Policymakers adjust monetary and fiscal policy

With economic growth continuing and inflation rising across the globe, policymakers are facing tough decisions about how and when to withdraw monetary support. The U.S. may also be nearing agreement on additional social and climate spending.

  • The Bank of Canada ended its asset purchase program and signaled an interest rate rise may come in the second or third quarter of 2022, earlier than previously forecast. The European Central Bank and Bank of Japan – which have long battled below-target inflation rates – left monetary policies unchanged.
  • The Fed will meet November 2-3 and is expected to announce a timeline for tapering asset purchases. The spread between 2-year and 10-year Treasuries reached its narrowest point in two months as investors positioned for declining asset purchases this year and for rate increases in mid-to-late 2022.
  • President Biden released details of a trimmed-down $1.75 trillion social and climate spending package as Democrats sought to bridge intra-party differences over the bill’s cost and taxes. Among revenue provisions, income and investment taxes would rise for multi-millionaires and some business owners; profitable companies would face a minimum tax rate; and a 1% excise tax would be imposed on corporate stock buybacks.
  • It is not yet clear when a final agreement will be reached or voted on. An infrastructure bill that would generate about $550 billion in new spending is also pending.

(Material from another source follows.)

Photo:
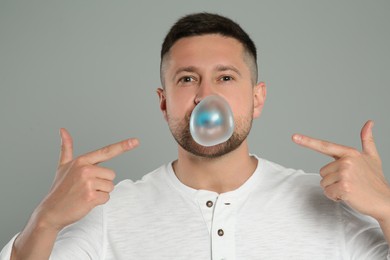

Final thoughts for investors

October proved to be a winning month for equities, boosted by impressive corporate earnings and signs that U.S. consumers are willing to spend even at higher prices if supply chains can keep up. Yet higher costs, shipping delays, product shortages, and ever-present virus concerns could prove challenging. An anticipated reduction in monetary support in coming months could also spark movements in asset prices. Speak with a financial professional about navigating uncertainty and staying on track toward your long-term goals.